The boardwalk is empty. People are reluctantly packing up sandy bathing suits and flip flops, the leftovers of a cooler full of chips and watermelon. It is time to go home.
Hopefully there are not too many belongings left behind. A bucket in the surf, a few items of trash that blew out of the overflowing
cans.
Intangibles are remnants of a good day, or if you are lucky a whole week. Stress can be washed off in the incessant waves, and pasty skin disappears under the pinky burn or caramel tan.

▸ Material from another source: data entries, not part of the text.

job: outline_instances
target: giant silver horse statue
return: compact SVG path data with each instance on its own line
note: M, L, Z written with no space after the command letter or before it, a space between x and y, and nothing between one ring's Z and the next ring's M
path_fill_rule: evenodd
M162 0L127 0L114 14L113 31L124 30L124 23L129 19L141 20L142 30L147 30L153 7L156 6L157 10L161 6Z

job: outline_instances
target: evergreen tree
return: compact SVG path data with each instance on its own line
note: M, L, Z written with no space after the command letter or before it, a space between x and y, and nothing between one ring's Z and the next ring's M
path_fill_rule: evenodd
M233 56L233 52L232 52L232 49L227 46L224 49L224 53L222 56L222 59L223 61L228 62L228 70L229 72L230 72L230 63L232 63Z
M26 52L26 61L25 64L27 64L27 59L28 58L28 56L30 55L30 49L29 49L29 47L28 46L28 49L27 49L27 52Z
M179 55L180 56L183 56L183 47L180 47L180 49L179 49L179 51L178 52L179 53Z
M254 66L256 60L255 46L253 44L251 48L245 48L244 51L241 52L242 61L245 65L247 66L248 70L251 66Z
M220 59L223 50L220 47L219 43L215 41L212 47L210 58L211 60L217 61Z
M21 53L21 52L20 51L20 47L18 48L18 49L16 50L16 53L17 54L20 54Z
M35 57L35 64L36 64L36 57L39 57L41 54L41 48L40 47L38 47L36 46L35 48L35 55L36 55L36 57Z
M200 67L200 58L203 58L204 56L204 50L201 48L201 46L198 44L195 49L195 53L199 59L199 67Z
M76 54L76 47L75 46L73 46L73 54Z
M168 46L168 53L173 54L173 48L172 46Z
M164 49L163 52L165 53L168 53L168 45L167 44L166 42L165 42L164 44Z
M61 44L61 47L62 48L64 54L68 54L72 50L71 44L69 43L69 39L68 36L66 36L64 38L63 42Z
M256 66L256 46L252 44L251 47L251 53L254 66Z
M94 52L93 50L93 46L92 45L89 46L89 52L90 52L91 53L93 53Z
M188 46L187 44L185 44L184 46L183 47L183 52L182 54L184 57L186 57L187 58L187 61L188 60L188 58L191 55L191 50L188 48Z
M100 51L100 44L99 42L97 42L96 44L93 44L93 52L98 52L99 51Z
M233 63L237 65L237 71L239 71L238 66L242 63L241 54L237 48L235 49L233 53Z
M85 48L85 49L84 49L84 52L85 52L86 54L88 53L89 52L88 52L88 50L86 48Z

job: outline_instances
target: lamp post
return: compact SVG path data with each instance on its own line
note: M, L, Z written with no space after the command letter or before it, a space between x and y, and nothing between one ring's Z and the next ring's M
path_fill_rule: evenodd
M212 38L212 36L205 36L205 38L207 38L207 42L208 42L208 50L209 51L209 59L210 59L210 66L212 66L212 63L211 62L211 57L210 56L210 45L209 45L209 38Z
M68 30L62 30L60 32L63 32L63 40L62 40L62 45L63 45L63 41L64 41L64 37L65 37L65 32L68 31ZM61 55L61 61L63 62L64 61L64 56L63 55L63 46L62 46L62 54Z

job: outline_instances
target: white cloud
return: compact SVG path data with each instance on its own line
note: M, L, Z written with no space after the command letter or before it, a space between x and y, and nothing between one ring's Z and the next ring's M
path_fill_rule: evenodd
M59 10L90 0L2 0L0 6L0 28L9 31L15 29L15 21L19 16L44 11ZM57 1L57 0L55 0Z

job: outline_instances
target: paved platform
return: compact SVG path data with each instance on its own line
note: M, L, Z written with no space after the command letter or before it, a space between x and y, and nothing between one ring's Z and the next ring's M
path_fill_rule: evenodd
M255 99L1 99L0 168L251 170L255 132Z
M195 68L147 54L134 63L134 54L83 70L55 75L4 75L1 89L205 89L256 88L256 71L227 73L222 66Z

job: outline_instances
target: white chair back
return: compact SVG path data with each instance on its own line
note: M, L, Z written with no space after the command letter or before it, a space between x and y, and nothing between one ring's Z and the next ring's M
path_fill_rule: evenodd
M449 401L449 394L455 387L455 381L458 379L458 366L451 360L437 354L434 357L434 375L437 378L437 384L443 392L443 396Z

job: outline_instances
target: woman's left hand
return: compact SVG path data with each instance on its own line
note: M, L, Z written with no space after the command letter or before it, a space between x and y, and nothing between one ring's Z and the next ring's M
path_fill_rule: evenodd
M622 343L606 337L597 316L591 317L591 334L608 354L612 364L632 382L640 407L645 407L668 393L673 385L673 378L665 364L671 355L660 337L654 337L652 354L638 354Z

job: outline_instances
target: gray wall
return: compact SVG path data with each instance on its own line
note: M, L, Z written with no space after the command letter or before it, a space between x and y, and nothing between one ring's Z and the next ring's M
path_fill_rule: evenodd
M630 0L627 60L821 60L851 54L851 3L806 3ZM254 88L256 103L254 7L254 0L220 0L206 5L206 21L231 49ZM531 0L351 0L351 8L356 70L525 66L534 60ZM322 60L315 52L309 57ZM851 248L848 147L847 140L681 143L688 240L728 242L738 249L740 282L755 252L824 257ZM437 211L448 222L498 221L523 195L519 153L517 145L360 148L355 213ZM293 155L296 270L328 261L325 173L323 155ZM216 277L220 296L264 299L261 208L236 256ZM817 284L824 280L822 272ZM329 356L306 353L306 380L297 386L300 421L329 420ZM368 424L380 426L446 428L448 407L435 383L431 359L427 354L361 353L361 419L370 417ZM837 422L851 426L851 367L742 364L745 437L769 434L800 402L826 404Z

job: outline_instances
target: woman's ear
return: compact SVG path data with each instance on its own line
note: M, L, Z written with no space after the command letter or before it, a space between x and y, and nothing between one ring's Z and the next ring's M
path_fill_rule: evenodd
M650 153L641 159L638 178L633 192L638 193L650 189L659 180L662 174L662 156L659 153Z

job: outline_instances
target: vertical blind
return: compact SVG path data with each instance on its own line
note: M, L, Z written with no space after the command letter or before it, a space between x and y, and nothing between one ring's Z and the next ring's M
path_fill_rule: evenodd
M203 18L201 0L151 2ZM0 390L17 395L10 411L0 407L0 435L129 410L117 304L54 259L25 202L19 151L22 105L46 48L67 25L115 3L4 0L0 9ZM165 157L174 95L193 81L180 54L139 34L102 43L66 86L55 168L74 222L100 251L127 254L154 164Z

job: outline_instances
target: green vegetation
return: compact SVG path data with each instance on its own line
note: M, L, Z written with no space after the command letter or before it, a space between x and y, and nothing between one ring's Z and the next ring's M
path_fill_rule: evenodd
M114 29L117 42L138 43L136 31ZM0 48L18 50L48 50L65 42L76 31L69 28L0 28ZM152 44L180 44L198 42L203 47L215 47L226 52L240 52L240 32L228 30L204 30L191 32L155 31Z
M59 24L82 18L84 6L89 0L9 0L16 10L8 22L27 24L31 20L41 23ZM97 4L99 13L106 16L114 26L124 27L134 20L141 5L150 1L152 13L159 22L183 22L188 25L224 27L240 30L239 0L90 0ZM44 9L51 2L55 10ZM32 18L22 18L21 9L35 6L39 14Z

There are replacements for those lost items, though. A collection of stones and shells, a trinket from the novelty store. Memories take up no suitcase space but last a long while. My older kids probably recall the year we rented red
surreys that carried our whole family. Mind you there were only seven of us at the time. In later years when there were more we rented two and raced. The teenagers won, while John and I valiantly pedaled the little ones.
There were sandcastles, with the help of an uncle who knew how to outsmart the tide. He was also agreeable to being buried up to his neck.
I have a few pictures, though cameras and saltwater do not make a
pleasing combination. Hence many images are only in my heart.
Marriages have their own storehouse of history, some of it as warm as an ocean breeze in August. But it is possible, likely even, that there will be colder days when convincing evidence of a furlough is in short supply. The pounding demands of parenting, wifing, husbanding will leave no pause between emergencies, and faces will be red but not from the
sun.
Still I expect that summer will roll around again. The boardwalk will wait.